Activities: Shopping, Photo stop Fee: None Time required: Minimum 1 hour

Umeda Sky Building

About 10 minutes’ walk northwest of Osaka Station is Shin Umeda City, a building complex centring around the Umeda Sky Building, a 173-meter tall building consists of two towers that are connected by the "Floating Garden Observatory" on the 39th floor. The observatory offers great views of the city through its windows and from its open-air deck. In the basement, there is a restaurant floor that replicates a town of the early Showa Period, while offices occupy most other floors. The skyscraper next to the Umeda Sky Building houses the Westin Osaka hotel.

Activities: Photo stop Fee: JPY 1500 (Floating Garden Observatory) Time required: 30 minutes-1 hour

Tenjinbashisuji Shotengai

To the east of Osaka Station lies a record-breaking 2.6km shotengai (shopping street), Tenjinbashisuji is home to approximately 600 different stores. Anything from clothes to textiles to cutlery to ramen can be found in this incredibly deep run of shops, making this an incredibly popular place for locals. Whilst many establishments are open during the day, the area comes to life in the evenings.

Activities: Shopping Fee: None Time required: Minimum 1 hour



Another reasonably trendy place for young people to hang out and the shop is HEP Five, a department store with a massive selection of retail stores and cheap restaurant options. It is known to be particularly popular with female high schoolers and university students. Bursting from the roof of the building is a giant red Ferris wheel. This 106-meter-high wheel offers an incredible view of Osaka and the neighbouring Kobe, especially in the evening.

Activities: Shopping Fee: JPY 500 Time required: Minimum 1 hour

Whity Umeda

A vast underground shopping mall with more than 190 shops located under the massive terminal where the JR, Hanshin, Hankyu, and Osaka Subway lines meet. Whity is a word coined from white and city to represent the reborn white mall.
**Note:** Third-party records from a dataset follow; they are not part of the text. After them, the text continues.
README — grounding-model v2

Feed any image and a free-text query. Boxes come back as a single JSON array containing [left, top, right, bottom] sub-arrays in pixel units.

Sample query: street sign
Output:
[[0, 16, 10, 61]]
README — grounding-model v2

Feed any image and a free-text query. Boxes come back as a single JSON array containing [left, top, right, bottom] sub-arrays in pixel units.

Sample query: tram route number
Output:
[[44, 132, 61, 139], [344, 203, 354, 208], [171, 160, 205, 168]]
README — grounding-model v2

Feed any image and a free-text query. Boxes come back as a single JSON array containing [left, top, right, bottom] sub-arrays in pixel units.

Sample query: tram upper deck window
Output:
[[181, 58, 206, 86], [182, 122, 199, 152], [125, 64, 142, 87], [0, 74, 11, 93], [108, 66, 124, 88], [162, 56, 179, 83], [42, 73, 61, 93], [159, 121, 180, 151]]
This underground shopping mall, which had been known by its nickname of "Umechika" since it opened in 1963. Whity is purportedly one of the largest underground malls in Japan and features a wide variety of restaurants, lady's and men's clothing, jewellery, daily goods, cosmetics, pharmacy and shoes.

Activities: Shopping Fee: None Time required: Minimum 1 hour

Nearby Areas

A Japanese hipster paradise, Nakazakicho is home to a range of boutique stores and cafes, many of which are run inside old buildings that have been preserved to maintain their original, authentic aesthetic, while some have been altered to reflect a more artistic design. Just a short walk from the Chayamachi exit of Umeda Station, this series of small streets and alleys is perfect for the urban explorer wishing to see something a little out of the ordinary.

Located just south of JR Osaka station, Kitashinchi is the most famous nightclub and entertainment district of contemporary Osaka. It’s just like Tokyo’s Ginza: filled with thousands of high-class bars, clubs and small restaurants. Narrow streets are brightly lit with flashing neon signs and billboards. n the Edo Period it was known as the “Northern Red Light District,” and was frequented by government officials and members of the aristocracy striking deals in the genteel company of geisha.